= Council of Foreign Ministers =

Series of international conferences

Council of Foreign Ministers was an organisation agreed upon at the Potsdam Conference in 1945 and announced in the Potsdam Agreement and dissolved upon the entry into force of the Treaty on the Final Settlement with Respect to Germany in 1991.

The Potsdam Agreement specified that the Council would be composed of the Foreign Ministers of the United Kingdom, the Soviet Union, China, France, and the United States. It would normally meet in London (at Lancaster House) and the first meeting was to take place no later than 1 September 1945. As the immediate important task, the Council was authorised to draw up treaties of peace with Italy, Romania, Bulgaria, Hungary and Finland, and to propose settlements of territorial questions outstanding on the termination of the war in Europe. Also, the Council should prepare a peace settlement for Germany to be accepted when a "government adequate for the purpose is established".

== List of meetings ==

| Location | Date |
| London | 1945, Sep |
| Moscow | 1945, Dec |
| Paris | 1946, Apr–July |
| New York | 1946, Nov–Dec |
| Moscow | 1947, Mar–Apr |
| London | 1947, Nov–Dec |
| Paris | 1948, Sep |
| Paris | 1949, May–Jun |
| Berlin | 1954, Jan–Feb |
| Geneva | 1955 |
| Geneva | 1959 |
| Berlin | 1971 |
| Berlin | 1990 |
Source: Columbia Encyclopedia

== Topics of discussion ==
The ministers met two times in 1945: first at the London Conference of Foreign Ministers and then in December at the Moscow Conference of Foreign Ministers, and in 1946 at the Paris Conference of Foreign Ministers.

The London conference was marred by a dispute between the Soviet Union and the United States over the occupation of Japan and little of substance was accomplished. The Moscow conference was more productive; it agreed to the preparation of peace treaties with Italy, Romania, Bulgaria, Hungary and Finland; the creation of an eleven–member Far Eastern Commission and a four–member Allied Council for Japan. It also agreed to the establishment by the United Nations of a commission for the control of atomic energy, as well as a number of other lesser issues brought about by the end of World War II. France joined the Council in 1946 and at the Paris Conference the final wording for the Paris Peace Treaties of 1947 was agreed.

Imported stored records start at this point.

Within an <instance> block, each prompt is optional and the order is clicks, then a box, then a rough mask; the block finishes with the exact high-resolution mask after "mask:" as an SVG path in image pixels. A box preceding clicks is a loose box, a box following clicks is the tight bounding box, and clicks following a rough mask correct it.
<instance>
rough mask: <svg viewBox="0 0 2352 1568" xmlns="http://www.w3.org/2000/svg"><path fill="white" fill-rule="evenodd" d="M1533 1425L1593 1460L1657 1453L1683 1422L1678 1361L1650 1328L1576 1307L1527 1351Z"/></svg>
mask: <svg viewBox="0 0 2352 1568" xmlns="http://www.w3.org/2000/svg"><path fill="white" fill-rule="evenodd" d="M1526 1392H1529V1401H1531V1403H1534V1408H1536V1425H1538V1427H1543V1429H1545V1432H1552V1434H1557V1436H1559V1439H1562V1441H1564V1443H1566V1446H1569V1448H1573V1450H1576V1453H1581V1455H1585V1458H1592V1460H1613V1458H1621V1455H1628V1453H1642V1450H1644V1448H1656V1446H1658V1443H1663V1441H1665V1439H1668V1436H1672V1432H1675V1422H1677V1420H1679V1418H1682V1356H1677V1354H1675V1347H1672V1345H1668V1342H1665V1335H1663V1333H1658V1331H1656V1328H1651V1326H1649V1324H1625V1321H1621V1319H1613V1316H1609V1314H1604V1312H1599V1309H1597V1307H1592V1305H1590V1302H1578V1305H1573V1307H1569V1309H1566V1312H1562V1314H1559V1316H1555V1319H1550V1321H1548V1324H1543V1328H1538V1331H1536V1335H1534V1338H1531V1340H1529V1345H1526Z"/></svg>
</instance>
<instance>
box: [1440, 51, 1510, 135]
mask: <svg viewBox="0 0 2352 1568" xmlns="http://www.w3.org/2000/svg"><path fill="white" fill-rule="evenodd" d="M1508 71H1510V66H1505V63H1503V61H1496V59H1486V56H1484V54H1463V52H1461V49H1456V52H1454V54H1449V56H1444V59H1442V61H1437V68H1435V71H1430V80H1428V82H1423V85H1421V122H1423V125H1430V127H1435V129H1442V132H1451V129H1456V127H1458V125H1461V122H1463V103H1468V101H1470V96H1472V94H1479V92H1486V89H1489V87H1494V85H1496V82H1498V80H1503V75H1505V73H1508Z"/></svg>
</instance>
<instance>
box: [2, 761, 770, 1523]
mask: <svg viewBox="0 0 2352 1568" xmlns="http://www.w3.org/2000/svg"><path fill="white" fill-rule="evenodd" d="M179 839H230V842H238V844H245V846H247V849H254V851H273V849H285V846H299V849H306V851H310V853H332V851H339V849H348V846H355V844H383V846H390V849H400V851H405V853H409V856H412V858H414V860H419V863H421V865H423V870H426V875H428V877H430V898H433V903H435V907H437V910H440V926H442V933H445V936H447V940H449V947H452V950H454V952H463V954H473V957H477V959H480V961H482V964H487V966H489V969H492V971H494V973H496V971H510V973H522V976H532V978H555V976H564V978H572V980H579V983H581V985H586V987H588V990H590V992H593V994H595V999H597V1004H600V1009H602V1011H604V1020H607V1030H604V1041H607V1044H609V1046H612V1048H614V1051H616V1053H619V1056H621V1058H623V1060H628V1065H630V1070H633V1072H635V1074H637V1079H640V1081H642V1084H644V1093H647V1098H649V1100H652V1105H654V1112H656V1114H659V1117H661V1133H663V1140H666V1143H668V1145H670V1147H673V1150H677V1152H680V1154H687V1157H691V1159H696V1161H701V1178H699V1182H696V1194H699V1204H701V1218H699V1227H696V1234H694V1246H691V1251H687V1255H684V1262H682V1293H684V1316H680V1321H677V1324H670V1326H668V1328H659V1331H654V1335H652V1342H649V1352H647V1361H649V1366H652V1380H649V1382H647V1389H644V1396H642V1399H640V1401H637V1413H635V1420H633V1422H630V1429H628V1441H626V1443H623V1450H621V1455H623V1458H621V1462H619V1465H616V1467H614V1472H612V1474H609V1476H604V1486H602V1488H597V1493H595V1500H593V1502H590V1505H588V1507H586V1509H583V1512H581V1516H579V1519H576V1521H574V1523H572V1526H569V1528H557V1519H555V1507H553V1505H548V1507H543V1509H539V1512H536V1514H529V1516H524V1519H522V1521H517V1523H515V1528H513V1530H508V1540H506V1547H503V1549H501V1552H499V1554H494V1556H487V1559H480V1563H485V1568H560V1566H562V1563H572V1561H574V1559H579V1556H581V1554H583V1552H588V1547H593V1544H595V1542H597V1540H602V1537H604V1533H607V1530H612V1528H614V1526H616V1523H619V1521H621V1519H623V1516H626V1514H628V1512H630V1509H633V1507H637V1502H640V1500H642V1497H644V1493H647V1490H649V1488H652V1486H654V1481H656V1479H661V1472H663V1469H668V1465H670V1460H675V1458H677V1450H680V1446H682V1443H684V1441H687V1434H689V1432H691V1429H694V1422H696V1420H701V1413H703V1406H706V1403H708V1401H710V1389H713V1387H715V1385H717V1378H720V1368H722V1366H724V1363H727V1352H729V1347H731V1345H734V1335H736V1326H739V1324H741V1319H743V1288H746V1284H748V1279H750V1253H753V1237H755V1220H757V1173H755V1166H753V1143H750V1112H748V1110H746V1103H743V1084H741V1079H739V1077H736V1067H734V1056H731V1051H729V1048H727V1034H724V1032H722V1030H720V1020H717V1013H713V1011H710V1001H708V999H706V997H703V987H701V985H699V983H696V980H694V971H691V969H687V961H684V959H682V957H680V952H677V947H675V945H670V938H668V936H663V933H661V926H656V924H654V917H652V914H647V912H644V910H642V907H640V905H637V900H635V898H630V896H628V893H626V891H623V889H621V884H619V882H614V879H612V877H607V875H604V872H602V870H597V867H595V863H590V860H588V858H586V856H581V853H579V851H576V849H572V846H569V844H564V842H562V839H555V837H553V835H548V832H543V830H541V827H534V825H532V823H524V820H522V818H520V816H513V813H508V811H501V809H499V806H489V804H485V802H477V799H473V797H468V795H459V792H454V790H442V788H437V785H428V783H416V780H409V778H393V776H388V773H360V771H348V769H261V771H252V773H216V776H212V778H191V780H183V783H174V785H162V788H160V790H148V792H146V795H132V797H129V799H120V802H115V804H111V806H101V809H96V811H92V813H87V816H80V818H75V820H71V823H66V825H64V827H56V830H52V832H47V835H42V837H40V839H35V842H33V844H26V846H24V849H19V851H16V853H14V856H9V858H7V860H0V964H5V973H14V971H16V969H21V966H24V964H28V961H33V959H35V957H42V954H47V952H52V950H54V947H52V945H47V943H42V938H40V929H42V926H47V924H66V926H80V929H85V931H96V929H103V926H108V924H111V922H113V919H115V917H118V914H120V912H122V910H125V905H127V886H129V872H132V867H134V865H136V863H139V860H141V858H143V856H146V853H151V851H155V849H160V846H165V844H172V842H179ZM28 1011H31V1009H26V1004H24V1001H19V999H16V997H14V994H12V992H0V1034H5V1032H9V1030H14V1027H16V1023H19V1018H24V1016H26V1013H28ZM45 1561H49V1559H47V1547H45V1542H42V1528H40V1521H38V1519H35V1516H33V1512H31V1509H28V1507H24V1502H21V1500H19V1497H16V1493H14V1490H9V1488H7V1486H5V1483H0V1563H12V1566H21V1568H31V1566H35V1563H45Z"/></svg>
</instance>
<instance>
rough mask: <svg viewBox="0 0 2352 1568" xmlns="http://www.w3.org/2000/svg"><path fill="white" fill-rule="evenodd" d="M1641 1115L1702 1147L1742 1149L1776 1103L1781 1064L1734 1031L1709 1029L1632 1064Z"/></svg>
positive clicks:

The outstanding issue of Free Territory of Trieste was resolved at the New York meeting of the Foreign Ministers in November–December 1946.

In 1947 the ministers met twice first in Moscow, in the Spring, and again in the Autumn in London, but by this time the Cold War was gathering pace and they failed to agree on a peace treaty for Germany and Austria. They did however agree to the dissolution of the free state of Prussia.

At a meeting in Paris in September 1948, the ministers failed to agree on what to do with the former Italian colonies. The council was revived in 1949 and met in Paris, during May and June, where they agreed to the ending of the Soviet blockade of Berlin, but failed to agree on German reunification. The Berlin meeting in 1954 ended in deadlock, but the following year in Vienna, they agreed on a peace treaty for Austria (the Austrian State Treaty).

Meetings by the foreign ministers in Geneva, the first at the Geneva Summit in July 1955 and again a year later failed to reach an agreement on German reunification, or European security and disarmament. The third meeting in 1959 again failed to reach an agreement over Germany. The Western powers would only agree to a comprehensive peace treaty with a Germany reunited under a democratic government, not treaties with the governments of East Germany and West Germany. They also refused to agree with a Soviet proposal to a change in the status of Berlin from an occupied city into a demilitarised one.

In 1971 the foreign ministers of the four powers signed the Four Power Agreement on Berlin (effective from June 1972). It regularised trade and travel relations between West Berlin and West Germany and aimed at improving communications between East Berlin and West Berlin. The Soviet Union stipulated, however, that West Berlin would not be incorporated into West Germany. That meeting also produced the Basic Treaty (effective June 1973) which recognised two German states, and the two countries pledged to respect one another's sovereignty. Under the terms of the treaty, diplomatic missions were to be exchanged and commercial, tourist, cultural, and communications relations established. Under the agreement and the treaty, both German states joined the United Nations (September 1973).

After the fall of the Berlin Wall, on 12 September 1990 the Treaty on the Final Settlement With Respect to Germany was signed by the four powers and the two German governments, which was the final peace treaty of World War II and the restoration of German sovereignty. This allowed German reunification to take place on 3 October 1990 and the reunited country became fully sovereign again on 15 March 1991.